Chinese is a character-based language. Chinese characters express meaning and sometimes pronunciation. Each character has its own story and image. They contain thousands of years of Chinese wisdom, culture and philosophy.
The first 100 Chinese Character book emphases basic Chinese character learning. 象形字xiànɡxínɡzì, the hieroglyph characters, are pictographic. The characters are also indicative of single components (独体字dútǐzì), which makes them fun and easy to learn. The ancient Chinese used abstract symbols to indicate meaning. The second reason I arranged this way is that, 80-85% complex characters which were developed later on are combinations of 独体字dútǐzì,and most of these characters have one part often indicate the meaning which known as ‘radicals’. The another component(s) often express where pronunciation comes from. You will find more of these characters in the second 100 Chinese Character book.
Another important aspect of this book is that I introduce several basic radicals, and give common characters that have each radical right after as an exercise and extension. Hopefully this way it will help learners relate from character to character. For example “口” kǒu, mouth, to “吗” ma question modal particle and “叫” jiàoto call, to be called.

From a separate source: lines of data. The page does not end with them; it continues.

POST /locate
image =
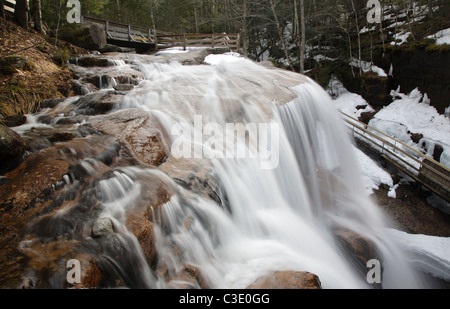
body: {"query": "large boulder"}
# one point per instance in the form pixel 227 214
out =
pixel 139 131
pixel 12 148
pixel 287 280
pixel 88 35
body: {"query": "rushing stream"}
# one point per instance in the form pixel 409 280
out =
pixel 285 196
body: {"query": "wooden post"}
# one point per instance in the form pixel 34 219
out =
pixel 2 10
pixel 238 42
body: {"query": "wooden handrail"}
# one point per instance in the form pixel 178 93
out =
pixel 125 32
pixel 429 172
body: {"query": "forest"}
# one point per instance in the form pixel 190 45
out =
pixel 286 31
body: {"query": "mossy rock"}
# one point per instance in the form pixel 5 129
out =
pixel 10 64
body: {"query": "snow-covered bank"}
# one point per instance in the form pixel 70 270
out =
pixel 412 114
pixel 429 254
pixel 442 37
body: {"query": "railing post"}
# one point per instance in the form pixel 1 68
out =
pixel 238 42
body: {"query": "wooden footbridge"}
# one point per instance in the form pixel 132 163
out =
pixel 151 39
pixel 423 169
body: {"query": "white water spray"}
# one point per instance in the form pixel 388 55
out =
pixel 276 219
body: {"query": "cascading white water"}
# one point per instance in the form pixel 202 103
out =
pixel 275 219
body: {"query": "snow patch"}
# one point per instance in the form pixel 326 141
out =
pixel 411 113
pixel 430 254
pixel 442 37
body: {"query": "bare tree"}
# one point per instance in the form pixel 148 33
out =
pixel 303 36
pixel 37 15
pixel 2 10
pixel 21 13
pixel 280 34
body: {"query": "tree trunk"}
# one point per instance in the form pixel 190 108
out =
pixel 359 36
pixel 2 10
pixel 37 15
pixel 280 34
pixel 244 28
pixel 21 13
pixel 303 42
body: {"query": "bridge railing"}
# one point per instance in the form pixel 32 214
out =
pixel 124 32
pixel 200 40
pixel 427 171
pixel 162 39
pixel 9 5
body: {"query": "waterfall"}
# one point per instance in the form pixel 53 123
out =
pixel 279 160
pixel 280 218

Each character has its pinyin on the top, and the English meaning at the bottom. Often time one characters might have several English meanings, so we recommend learners apply them under contexts. The exercise would be expand one character to a 2-character-word, then into a short phrase, and eventually try it out in sentences. The red part in each character indicates the radical. The grey boxes are for learners to trace the character 7 times before they start to write their own. Tracing and imitating are helpful for learners to have better form. There are enough empty boxes to practice writing. We would suggest learners to apply the character in sentences. Making sentences with new words is efficient for learning.